Scene #25 私? 透明になった男、そして私

 思考は思考で、感情は感情で、別の何物にも置き換え不可能である。当然、文章化する事もできない。どれだけ緻密に書き記そうと努めても、文字になった時点であらゆる思考はフィクションになる。


 小説とは抽象である、とある作家は言った。実際に所有された思考や感情を、あるいはその時の情景を、出来事を、実際の通りに文章化することはできない。まして端から「夢の話」だと断って開始された物語である。

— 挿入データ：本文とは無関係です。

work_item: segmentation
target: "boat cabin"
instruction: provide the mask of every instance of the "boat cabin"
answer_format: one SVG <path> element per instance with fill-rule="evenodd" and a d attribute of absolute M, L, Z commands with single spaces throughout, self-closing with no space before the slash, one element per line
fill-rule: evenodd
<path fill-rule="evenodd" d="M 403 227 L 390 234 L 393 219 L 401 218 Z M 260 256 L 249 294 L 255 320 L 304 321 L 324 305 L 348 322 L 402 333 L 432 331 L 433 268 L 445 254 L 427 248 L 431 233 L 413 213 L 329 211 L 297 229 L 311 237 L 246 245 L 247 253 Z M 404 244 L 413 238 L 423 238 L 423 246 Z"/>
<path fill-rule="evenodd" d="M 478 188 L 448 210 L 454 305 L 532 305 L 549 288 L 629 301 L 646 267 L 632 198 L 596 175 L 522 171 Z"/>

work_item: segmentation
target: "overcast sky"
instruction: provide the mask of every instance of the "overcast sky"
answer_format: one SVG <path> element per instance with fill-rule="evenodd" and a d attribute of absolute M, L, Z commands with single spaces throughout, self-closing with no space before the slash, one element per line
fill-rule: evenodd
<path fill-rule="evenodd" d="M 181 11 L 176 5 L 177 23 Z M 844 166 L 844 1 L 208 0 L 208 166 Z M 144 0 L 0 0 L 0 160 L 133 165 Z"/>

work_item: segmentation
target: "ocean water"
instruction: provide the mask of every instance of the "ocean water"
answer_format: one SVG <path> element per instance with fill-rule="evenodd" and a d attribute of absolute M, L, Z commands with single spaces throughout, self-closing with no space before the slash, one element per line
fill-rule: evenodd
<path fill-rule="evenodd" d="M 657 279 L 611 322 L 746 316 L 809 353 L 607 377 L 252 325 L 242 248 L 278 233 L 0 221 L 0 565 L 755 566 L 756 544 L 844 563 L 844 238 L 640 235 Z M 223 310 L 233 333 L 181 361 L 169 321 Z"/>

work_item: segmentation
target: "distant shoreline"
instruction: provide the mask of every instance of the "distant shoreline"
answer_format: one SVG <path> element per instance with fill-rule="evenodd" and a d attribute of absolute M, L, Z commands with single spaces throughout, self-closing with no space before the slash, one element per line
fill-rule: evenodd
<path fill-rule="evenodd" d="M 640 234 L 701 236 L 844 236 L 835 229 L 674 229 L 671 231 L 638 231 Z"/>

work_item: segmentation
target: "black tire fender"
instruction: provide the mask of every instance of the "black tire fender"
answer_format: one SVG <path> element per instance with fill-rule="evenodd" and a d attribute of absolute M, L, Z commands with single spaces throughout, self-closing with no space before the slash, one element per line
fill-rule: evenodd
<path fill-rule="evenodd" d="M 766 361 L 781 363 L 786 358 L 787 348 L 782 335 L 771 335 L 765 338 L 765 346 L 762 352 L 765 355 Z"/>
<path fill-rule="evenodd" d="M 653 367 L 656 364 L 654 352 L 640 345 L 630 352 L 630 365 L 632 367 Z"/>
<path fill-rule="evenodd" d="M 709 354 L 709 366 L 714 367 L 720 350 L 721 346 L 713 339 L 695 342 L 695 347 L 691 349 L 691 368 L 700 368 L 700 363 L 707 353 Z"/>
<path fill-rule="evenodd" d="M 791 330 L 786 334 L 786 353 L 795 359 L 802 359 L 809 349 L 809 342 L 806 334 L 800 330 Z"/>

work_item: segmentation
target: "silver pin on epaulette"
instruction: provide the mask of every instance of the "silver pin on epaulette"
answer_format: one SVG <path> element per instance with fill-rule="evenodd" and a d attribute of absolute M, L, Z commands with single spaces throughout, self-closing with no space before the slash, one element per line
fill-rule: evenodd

 いま読者の見る、鬼の形相で倉庫を出、通りを行く老人の背中を見つけるやいなや足を早めた「あの女」。透明人間などという不確かなものを信じ、その超自然的な存在との邂逅を果たしたと勇んで追跡を開始したあの女をこの物語の語り手だと信じているとしたら、この物語があの女の思考をなぞったもの、少なくともそれを試みたものだと信じているのだとしたら、それは物語への信頼が過ぎると言わざるを得ない。


 物語とはもっと自由で、不定形なものである。


 だが、「いまこれを書いている私」は敢えて、「この物語を書いてきたと思わせてきたあの女」をこれまで同様「私」と表現しよう。そんな頑なさもまた、物語の自由さに収まるものだ。


 もっとも、「いまこれを書いている私」が、「この物語を書いてきたと思わせてきたあの女」と言い切るつもりも毛頭ない。物語の中では、私は私を私として扱うことも、私を他人のように扱うことも、他人を私のように扱うことも可能なのである。

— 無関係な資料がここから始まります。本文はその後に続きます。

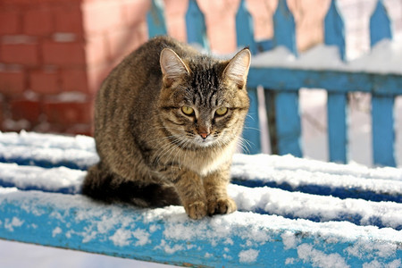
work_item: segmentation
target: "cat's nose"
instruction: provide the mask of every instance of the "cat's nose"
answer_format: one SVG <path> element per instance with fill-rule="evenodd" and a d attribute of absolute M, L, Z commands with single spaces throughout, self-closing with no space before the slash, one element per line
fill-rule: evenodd
<path fill-rule="evenodd" d="M 199 136 L 201 136 L 201 138 L 202 138 L 203 139 L 205 139 L 206 137 L 208 137 L 208 135 L 209 135 L 209 133 L 205 133 L 205 132 L 198 133 L 198 134 L 199 134 Z"/>

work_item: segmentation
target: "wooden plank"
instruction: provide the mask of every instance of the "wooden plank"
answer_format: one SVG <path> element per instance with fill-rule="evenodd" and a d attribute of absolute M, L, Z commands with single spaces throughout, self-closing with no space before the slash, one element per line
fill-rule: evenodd
<path fill-rule="evenodd" d="M 346 94 L 328 93 L 328 143 L 331 162 L 348 162 L 347 103 Z"/>
<path fill-rule="evenodd" d="M 198 44 L 202 47 L 209 49 L 205 19 L 196 0 L 188 1 L 188 9 L 186 13 L 186 29 L 188 44 Z"/>
<path fill-rule="evenodd" d="M 316 255 L 352 266 L 402 258 L 392 229 L 241 212 L 192 221 L 179 206 L 105 205 L 80 195 L 2 191 L 0 221 L 5 239 L 185 266 L 317 266 Z"/>
<path fill-rule="evenodd" d="M 167 35 L 165 21 L 163 2 L 162 0 L 152 0 L 151 9 L 147 13 L 149 38 Z"/>
<path fill-rule="evenodd" d="M 251 54 L 256 54 L 253 18 L 248 13 L 245 0 L 240 1 L 236 13 L 236 40 L 239 47 L 248 46 Z"/>
<path fill-rule="evenodd" d="M 345 59 L 345 25 L 336 0 L 331 0 L 324 18 L 324 44 L 336 46 L 339 51 L 339 57 Z"/>
<path fill-rule="evenodd" d="M 396 166 L 394 97 L 372 96 L 373 163 Z"/>
<path fill-rule="evenodd" d="M 378 0 L 370 17 L 370 46 L 373 47 L 383 39 L 392 39 L 392 27 L 383 1 Z"/>
<path fill-rule="evenodd" d="M 261 150 L 261 130 L 258 116 L 258 97 L 256 88 L 247 88 L 248 97 L 250 98 L 250 109 L 246 117 L 245 126 L 242 137 L 243 153 L 245 154 L 260 154 Z"/>
<path fill-rule="evenodd" d="M 297 55 L 295 19 L 286 0 L 278 1 L 278 6 L 273 13 L 272 20 L 274 46 L 283 46 Z"/>
<path fill-rule="evenodd" d="M 375 92 L 379 96 L 402 95 L 402 75 L 390 73 L 252 66 L 247 85 L 272 90 L 295 91 L 300 88 L 312 88 L 338 93 L 360 91 Z"/>
<path fill-rule="evenodd" d="M 278 92 L 275 114 L 279 155 L 291 154 L 302 157 L 298 91 Z"/>
<path fill-rule="evenodd" d="M 278 131 L 276 130 L 276 114 L 275 114 L 275 96 L 276 91 L 271 89 L 264 90 L 265 97 L 265 112 L 268 121 L 269 141 L 271 145 L 271 154 L 279 155 L 278 149 Z"/>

 これは「視点」についても同様のことが言える。小説は、塔に当たったいくつかのスポットライトである。だが、その塔の側に読者がいないとなぜ言い切れるのか。


 読者は塔を見ながら、同時に塔の読者たちからも「見られて」もいるのかもしれない。物語を読んでいるつもりが、視点が反転し、読者自身が物語としてことも、あり得るのだ。


 いまカメラは、その中心に捉えた「私」をズームアウトしていく。


 老人の言っていたカレー屋を含む雑多な通り全体が見渡せる。カメラは老人の後ろ姿を捕捉する。

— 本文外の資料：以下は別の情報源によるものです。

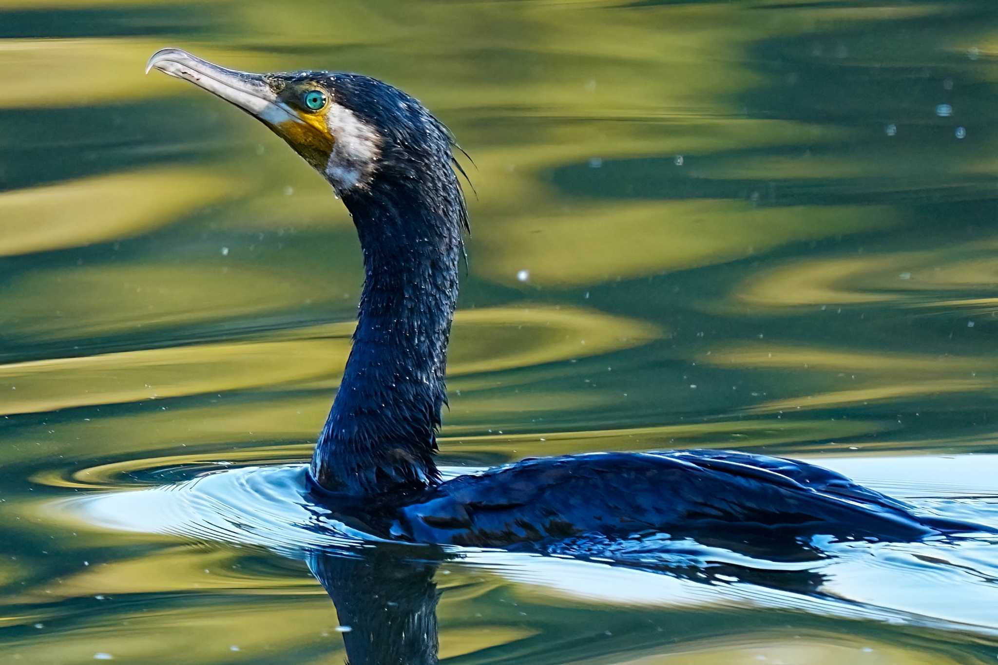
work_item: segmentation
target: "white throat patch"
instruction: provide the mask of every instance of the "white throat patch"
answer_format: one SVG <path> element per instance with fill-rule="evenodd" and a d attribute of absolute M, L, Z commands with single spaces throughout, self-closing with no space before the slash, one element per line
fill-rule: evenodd
<path fill-rule="evenodd" d="M 366 185 L 381 155 L 381 138 L 352 111 L 335 103 L 329 105 L 325 123 L 333 139 L 326 177 L 339 193 Z"/>

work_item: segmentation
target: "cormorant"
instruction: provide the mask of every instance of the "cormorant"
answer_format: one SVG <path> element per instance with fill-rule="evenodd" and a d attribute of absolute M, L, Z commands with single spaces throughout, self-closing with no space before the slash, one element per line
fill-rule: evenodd
<path fill-rule="evenodd" d="M 441 482 L 436 434 L 468 230 L 450 132 L 414 98 L 359 74 L 250 74 L 180 49 L 154 54 L 153 68 L 260 120 L 353 218 L 365 271 L 357 327 L 309 470 L 316 500 L 345 520 L 400 540 L 491 546 L 583 533 L 915 540 L 990 530 L 915 514 L 813 465 L 737 452 L 533 459 Z"/>

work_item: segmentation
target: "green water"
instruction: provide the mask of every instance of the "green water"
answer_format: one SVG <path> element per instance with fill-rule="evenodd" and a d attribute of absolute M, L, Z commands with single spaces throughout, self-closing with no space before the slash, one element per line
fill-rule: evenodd
<path fill-rule="evenodd" d="M 306 460 L 348 349 L 345 210 L 164 46 L 376 76 L 474 159 L 443 464 L 739 448 L 995 521 L 994 0 L 0 0 L 0 662 L 344 658 L 314 561 L 62 507 Z M 441 660 L 995 662 L 996 552 L 842 602 L 493 553 Z"/>

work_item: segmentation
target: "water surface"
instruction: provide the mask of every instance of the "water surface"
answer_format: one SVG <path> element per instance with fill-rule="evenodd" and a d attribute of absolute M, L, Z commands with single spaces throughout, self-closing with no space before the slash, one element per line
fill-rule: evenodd
<path fill-rule="evenodd" d="M 739 448 L 998 525 L 991 0 L 0 0 L 0 662 L 342 662 L 343 579 L 435 585 L 456 665 L 995 662 L 988 538 L 316 535 L 357 241 L 279 139 L 143 76 L 168 45 L 377 76 L 474 159 L 452 472 Z"/>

 老人はカレー屋に入っていく。私はその間に、隣の売店で焼きそばと唐揚げとお茶を買った。「彼」はその姿を、向かい側の自動販売機の横から眺めていた。


 油断していた。


 倉庫に誰かがいる可能性など考えていなかった。「見つかった」という恐怖心がスパークして、彼は慌てて逃げ出した。


 倉庫の外に出ると、突然引きずられ驚く老人に、この場所にはこれ以上いる必要がないこと、すぐにカレーを買いに行って欲しいことを告げた。今日は人通りも多くて通行人にぶつからないとも限らないし、爺さんとの会話が聞こえてしまうかもしれない。だから俺は先に家に戻ってる。見つからないように、注意して帰るよ、だから爺さんはカレーを買って戻ってきてくれ。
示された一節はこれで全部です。